In the returning episode of Empire, “Death Will Have His Day,” Lucious, Cookie, Jamal and Andre were in an uproar. The four couldn’t stand the thought of Camilla controlling Empire, and in an effort to take back what was theirs’s, they banded together and fought for their company.
The Bechdel, Russo, and Race Test
“Death Will Have His Day” did not pass the Bechdel test but it did pass the Russo and race test.
While there were several named women in “Death Will Have His Day” and there were several instances where some of these named women talked to each other, “Death Will Have His Day” did not pass the Bechdel, and the episode did not pass this test because whenever named women talked to each other, men were mentioned. As to the Russo and race test, however, “Death Will Have His Day” did pass these diversity tests.
There were two LGBTI characters in “Death Will Have His Day,” Henthrop and Jamal, and “Death Will Have His Day” passed the Russo test because both of these characters were not solely defined by their sexual orientation (e.g., Henthrop was also defined as being a financier and Jamal was defined as being a musician) and because their removal from “Death Will Have His Day” would have significantly affected the episode’s plotline (e.g., their removal from the episode would have significantly affected the plot because they had their own plotline).
“Death Will Have His Day” passed the race test because there were several non-White individuals in the episode and there were many instances where some of the non-White individuals in “Death Will Have His Day” talked to each other without mentioning White people.

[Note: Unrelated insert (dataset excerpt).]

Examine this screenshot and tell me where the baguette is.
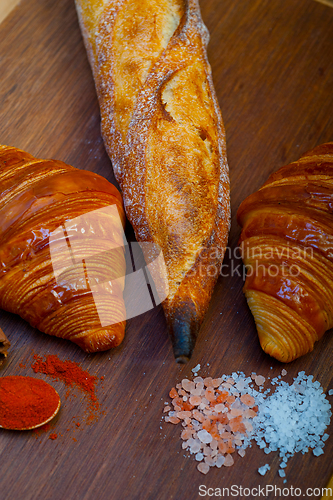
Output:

*The Bechdel test entails three requirements:
1. It has to have at least two (named) women in it
2. Who talk to each other
3. About something besides a man
**The Vito Russo test entails three requirements:
1. The show contains a character that is identifiably lesbian, gay, bisexual, intersex and/or transgender
2. The character must not be solely or predominately defined by her sexual orientation, gender identity and/or as being intersex
3.The character must be tied into the plot in such a way that her removal would have a significant effect
***The race or people of color (POC) test has three requirements:
1. It has two people of color in it
2. Who talk to each other
3. About something other than a White person
****Just because a show passes the Bechdel, Russo and race test does not mean that it is not sexist, heterosexist, racist and/or cissexist, etc. The Bechdel, Russo and race test is only a bare minimum qualifier for the representation of LGBTI individuals, women and people of color in television. The failure to pass these tests also does not identify whether the central character was a woman, a person of color or a LGBTQI individual and it does not dictate the quality of the show.